How Much Will it Cost to Save Our Economy’s Foundation?
Lester R. Brown - Earth Policy Institute
During the past two summers, Pakistan was hit with catastrophic floods. The record flooding in the late summer of 2010 was the most devastating natural disaster in Pakistan’s history. The media coverage reported torrential rains as the cause, but there is much more to the story. When Pakistan was created in 1947, some 30 percent of the landscape was covered by forests. Now it is 4 percent. Pakistan’s livestock herd outnumbers that of the United States. With little forest still standing and the countryside grazed bare, there was scant vegetation to retain the rainfall.

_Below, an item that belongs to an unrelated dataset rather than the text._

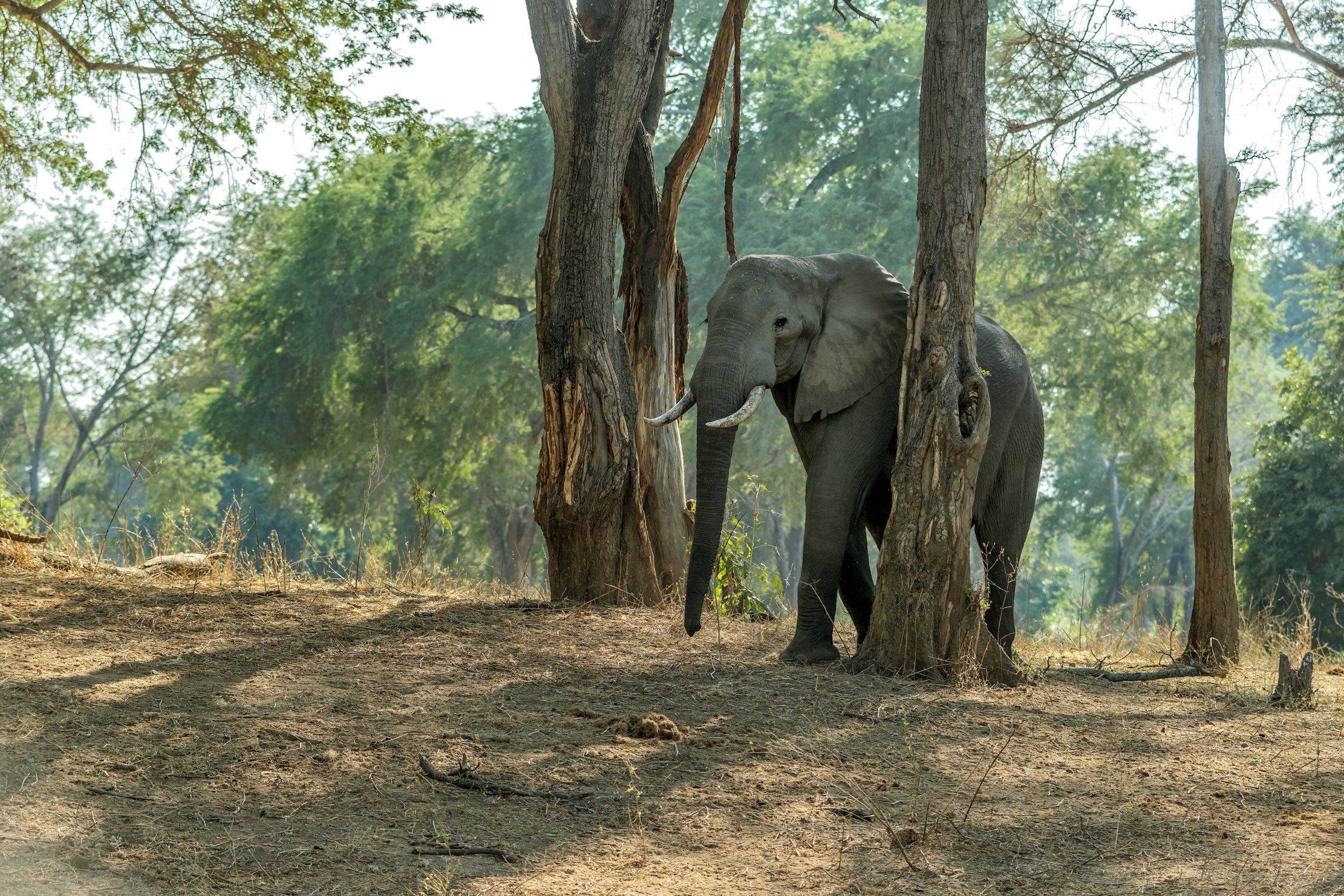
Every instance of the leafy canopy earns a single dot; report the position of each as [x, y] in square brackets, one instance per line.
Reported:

Pakistan, with 185 million people squeezed into an area only slightly larger than Texas, is an ecological basket case. If it cannot restore its forests and grazing lands, it will only suffer more “natural” disasters in the future. Pakistan’s experience demonstrates all too vividly why restoring the earth is an integral part of Earth Policy Institute’s Plan B to save civilization. Restoring the earth will take an enormous international effort, one far more demanding than the Marshall Plan that helped rebuild war-torn Europe and Japan after World War II. And such an initiative must be undertaken at wartime speed before environmental deterioration translates into economic decline, just as it did for the Sumerians, the Mayans, and many other early civilizations whose archeological sites we study today.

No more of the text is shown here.